Performing Geometries (2019-ongoing)

“Performing Geometries” research explores the performative and dramaturgical implications of dancing repetitively on, in and in relation to each of the three ideal Euclidean geometrical shapes (square, triangle, circle), while infinitely reducing their scale in space.

more about “Performing Geometries” research

PERSON IN CHARGE:
SOFIA KONDYLIA
RESEARCH mentors:

DR. JOÃO CERQUEIRA DA SILVA JUNIOR [artez university of the arts, master of theater practices, ARNHEM, THE NETHERLANDS]

VASILIKI BACCA [CHOREOGRAPHER, “AKTINA” HIGHER PROFESSIONAL DANCE SCHOOL, ATHENS, gREECE]

“Performing Geometries” is a practice-based research project, engaging in the performative and dramaturgical potentiality of embodying ideal, Euclidian shapes (square, triangle, circle) through dancing on, in and relation to fractal-inspired structures, that is, an infinite repetition and change of the form’s scale in space.
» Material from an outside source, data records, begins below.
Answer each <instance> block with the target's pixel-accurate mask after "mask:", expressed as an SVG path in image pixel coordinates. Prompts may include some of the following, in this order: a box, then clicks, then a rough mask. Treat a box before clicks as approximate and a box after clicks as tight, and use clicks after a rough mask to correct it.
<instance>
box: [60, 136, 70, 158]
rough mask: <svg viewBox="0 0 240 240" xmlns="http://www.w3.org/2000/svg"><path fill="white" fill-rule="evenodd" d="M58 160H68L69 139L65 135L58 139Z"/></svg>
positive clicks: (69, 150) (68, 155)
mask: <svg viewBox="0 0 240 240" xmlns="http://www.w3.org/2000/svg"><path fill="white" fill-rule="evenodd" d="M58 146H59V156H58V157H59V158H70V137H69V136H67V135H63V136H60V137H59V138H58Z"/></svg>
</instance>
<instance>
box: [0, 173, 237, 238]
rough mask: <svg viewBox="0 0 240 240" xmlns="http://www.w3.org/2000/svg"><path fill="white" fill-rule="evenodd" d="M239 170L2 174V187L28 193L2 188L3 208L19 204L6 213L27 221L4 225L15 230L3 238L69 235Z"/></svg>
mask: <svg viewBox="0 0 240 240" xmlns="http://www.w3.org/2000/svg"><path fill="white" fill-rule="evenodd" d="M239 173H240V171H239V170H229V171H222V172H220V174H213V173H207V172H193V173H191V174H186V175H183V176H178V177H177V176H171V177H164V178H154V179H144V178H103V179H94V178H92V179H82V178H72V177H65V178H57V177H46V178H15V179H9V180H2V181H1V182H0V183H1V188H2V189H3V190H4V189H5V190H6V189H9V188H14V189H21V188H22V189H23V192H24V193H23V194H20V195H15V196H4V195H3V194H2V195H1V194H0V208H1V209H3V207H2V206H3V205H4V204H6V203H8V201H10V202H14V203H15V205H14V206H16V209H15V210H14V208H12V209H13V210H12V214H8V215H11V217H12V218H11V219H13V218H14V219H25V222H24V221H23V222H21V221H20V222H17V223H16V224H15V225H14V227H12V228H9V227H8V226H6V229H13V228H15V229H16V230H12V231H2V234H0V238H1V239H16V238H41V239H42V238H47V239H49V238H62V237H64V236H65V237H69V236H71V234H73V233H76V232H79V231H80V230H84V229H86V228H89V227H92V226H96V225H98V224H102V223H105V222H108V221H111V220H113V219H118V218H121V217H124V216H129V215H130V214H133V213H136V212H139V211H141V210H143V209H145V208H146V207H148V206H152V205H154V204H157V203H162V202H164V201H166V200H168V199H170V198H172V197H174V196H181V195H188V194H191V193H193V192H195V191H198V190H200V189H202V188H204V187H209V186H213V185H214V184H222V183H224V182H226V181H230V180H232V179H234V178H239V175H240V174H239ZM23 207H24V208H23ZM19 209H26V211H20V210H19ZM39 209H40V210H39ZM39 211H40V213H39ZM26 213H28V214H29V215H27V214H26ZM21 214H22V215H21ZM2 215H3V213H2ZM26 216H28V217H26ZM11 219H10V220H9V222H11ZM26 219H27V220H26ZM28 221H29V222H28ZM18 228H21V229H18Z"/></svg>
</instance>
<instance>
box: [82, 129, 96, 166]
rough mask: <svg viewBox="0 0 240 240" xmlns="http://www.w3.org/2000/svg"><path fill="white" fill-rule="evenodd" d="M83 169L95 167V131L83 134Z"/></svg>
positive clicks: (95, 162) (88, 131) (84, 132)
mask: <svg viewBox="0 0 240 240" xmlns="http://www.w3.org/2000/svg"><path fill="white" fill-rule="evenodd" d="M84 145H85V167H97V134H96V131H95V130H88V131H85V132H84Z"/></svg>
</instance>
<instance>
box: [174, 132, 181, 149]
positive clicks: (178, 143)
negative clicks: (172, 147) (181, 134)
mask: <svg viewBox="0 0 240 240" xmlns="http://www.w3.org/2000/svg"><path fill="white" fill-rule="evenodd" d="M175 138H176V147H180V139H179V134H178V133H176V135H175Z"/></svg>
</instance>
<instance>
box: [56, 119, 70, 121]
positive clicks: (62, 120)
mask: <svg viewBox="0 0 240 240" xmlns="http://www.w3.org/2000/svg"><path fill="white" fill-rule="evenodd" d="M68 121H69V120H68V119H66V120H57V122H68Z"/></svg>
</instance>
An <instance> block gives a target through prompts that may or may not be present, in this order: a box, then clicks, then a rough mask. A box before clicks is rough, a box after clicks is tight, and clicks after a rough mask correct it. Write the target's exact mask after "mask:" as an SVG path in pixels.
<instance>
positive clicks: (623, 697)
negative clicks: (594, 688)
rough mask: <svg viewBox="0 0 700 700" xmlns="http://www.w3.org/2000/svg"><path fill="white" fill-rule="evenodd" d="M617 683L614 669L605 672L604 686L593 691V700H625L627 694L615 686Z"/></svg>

In this phase (2018-2020), the research focuses on the square, taking it as a case study for identifying a performing method leading to the embodiment of it, by translating its geometrical attributes, somatic and mental effects into dance.

It has been argued in phenomenological discourse that “pure truth” can be experienced only through geometry (Husserl, 1989). In architecture, each ideal shape has been assigned with different spatial qualities, functions and dramaturgies and archetypical structures are used according to spatial dramaturgies. In art, ideal geometry has been practiced both in Bauhaus (1930s), as well as in minimalistic choreography (1970s-80s).

To my extent of knowledge, dramaturgies of embodying ideal shapes through performance and dance improvisation are yet to be invented and developed.

Expanding on the above, “Performing Geometries” research speaks about the quest for the impossible, the unexplainable and/or the ideal, the potential for self-transformation through failure, about limits between human body and mind, and, more importantly, about a kind of freedom created in and throughout fixation to form and structure.

In a long-term run, the research is pointing to the creation of a method based on and arising from ideal shapes embodiment, bringing the body and the mind of the dance practitioner in perfect harmony in and throughout the act of dancing. Furthermore, this method might show potential for more general applications on dance improvisation and composition, other time-based arts, architectural design, as well as for science and posthuman theoritical discourse.

* “Performing Geometries” research is ongoing. During 2018-2020 it was held within my attendance of Master of Performance Practices, ArtEZ University of the Arts, Arnhem, the Netherdlands, with the valuable contribution of my peers, teachers and mentors.